The 26-year-old was stood down from Wednesday's Champions Trophy clash against New Zealand at Birmingham, which was abandoned because of rain, but still attended the match and carried drinks.

When asked whether Warner and the other Australian players present had immediately notified management of an incident occurring, Bailey said he couldn't comment further.

A Cricket Australia code of behaviour judicial hearing is expected to take place, potentially in London, tomorrow - however it could occur earlier and be done by phone hook-up from Melbourne.

Confirmation Australian team members were aware of the incident days before it was made public is a worrying sign for management should Warner be found to have a serious case to answer. Bailey said he was disappointed but that the issue was being overblown.

"A few days," Bailey said when asked when he first heard of Warner being in trouble.

"But it's being dealt with. From my point of view, disappointed. But a very minor incident and it's being dealt with in-house."

Bailey put his foot in his mouth when asked about Warner's mood when he arrived with the team at Edgbaston on Wednesday.

"I thought he took it on the chin and his attitude around the group today was outstanding," said Bailey, before adding: "No pun intended."

It's Warner's second disciplinary hearing in three weeks, after being fined nearly $6000 for abusing two Australian journalists on Twitter.

There are also reports Warner had been out drinking on Monday night as well, with the manager of The Walkabout describing him as a familiar face. There are now calls for him to be sent home from the tour.

Bailey defended Warner as a good teammate. "I really enjoy playing cricket with him. Love playing cricket with him," Bailey said. "Love his enthusiasm. Love his energy around the group. Love the way he plays. I wish I had the talent that he does and I think he's a particularly generous teammate."

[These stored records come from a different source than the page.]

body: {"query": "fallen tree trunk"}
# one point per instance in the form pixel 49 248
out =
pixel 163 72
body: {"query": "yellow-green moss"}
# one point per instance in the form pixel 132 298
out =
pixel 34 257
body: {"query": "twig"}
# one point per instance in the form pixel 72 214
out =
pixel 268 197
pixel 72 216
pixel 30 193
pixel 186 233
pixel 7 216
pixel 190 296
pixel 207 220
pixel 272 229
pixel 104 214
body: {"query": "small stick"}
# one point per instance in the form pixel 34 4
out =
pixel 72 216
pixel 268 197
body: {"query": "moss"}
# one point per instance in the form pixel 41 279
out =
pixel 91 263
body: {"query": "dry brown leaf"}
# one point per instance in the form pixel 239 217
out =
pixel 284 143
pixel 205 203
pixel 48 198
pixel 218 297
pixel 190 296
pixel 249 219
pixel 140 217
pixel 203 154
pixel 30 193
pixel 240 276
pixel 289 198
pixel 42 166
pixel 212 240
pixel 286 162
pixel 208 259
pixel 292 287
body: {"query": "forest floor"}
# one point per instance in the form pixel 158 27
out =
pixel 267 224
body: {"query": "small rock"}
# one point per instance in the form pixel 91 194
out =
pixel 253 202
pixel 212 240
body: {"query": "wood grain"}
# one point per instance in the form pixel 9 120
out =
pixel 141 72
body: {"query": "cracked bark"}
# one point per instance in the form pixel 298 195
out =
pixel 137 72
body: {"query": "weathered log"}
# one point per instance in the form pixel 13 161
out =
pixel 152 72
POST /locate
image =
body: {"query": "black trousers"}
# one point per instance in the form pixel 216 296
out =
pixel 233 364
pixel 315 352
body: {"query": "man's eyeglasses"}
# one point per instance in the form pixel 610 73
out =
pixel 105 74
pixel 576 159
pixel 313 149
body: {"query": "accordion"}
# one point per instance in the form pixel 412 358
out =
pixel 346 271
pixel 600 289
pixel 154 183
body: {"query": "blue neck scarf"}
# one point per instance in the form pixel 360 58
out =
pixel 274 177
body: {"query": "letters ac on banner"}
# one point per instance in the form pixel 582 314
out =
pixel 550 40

Speculation about the assault was originally circulated by New Zealand players who heard about Warner's trouble when they turned up at Edgbaston for training on Tuesday.

Black Caps captain Brendan McCullum confirmed he was aware of the speculation on match eve, but that New Zealand got on with their own game.

Wednesday's match was abandoned with New Zealand 2-51 after 15 overs, chasing Australia's total of 6-243. A minimum of 20 overs an innings need to be completed to constitute a match, meaning the points were shared in the clash.

Australia can still make the semifinals, but their destiny is now mostly out of their hands.

Their best chance of progressing is if England smash Sri Lanka tonight and also beat New Zealand in their final group match on Sunday.

That scenario would mean England would progress with three wins and give Australia a chance to edge past New Zealand into second in the pool with a final win over Sri Lanka.

Australia would need to get their run rate up to a sufficient level to pip the Black Caps.